文香の手書きの字は、署名の「文香」に癖があって、とても可愛らしかった。



思えば、この手紙をもらった日が、文香からの強い愛情を受け取った、幸せな気持ちで愛を伝え合った、最後の日だったのかもしれない。


8月、俺は東京に旅行に言ったお土産に、文香にTシャツを買った。加奈ちゃんに連絡して好きそうなのを選んでもらったおかげか、文香はとても喜んでくれた。


俺は結局部活をやめなかった。代わりに部活をやめたのと同じくらい勉強を頑張るつもりだった。



文香は勉強をサボるやつだった。東京の大学に行きたいとは言っていた。国公立の大学でなければ親が東京に出してはくれないだろうとも。俺も東京の大学に進むつもりだったから、高3になったら文香につきっきりで勉強を教えるつもりだった。そのためには俺は高2で高3の分まで勉強を済ませておかなければならなかった。

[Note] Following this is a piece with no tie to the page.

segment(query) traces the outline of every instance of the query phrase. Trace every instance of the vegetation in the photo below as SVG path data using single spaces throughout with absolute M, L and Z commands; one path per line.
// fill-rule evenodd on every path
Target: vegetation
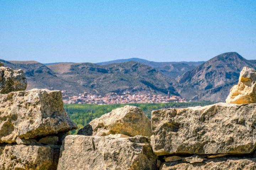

「夏休み、勉強と部活頑張るから文香にあんまり連絡取らないことにした」


こう伝えた高2の自分は今思えば大馬鹿だった。何を考えていたのだろう。文香は何を感じたのだろう。

「わかった、寂しいけど応援してるよ」

そう言った文香が、徐々に思っていることを伝えてくれなくなっていることに気づけなかった。


夏休み、1回夏祭りに出かけた以外はちゃんとしたデートには行かなかった。夏祭りも、時間に追われて花火も歩きながら見て、文香は終始浮かない顔をしていた気がする。並んで歩きながら、どこか二人ともぎこちなかった。



俺の部活のマネージャーと文香は仲が良かった。

そのマネージャーに俺がひどいことを言ったことがあった。忙しさ故か、当時の俺には心の余裕がなかった。マネージャーは泣き崩れた。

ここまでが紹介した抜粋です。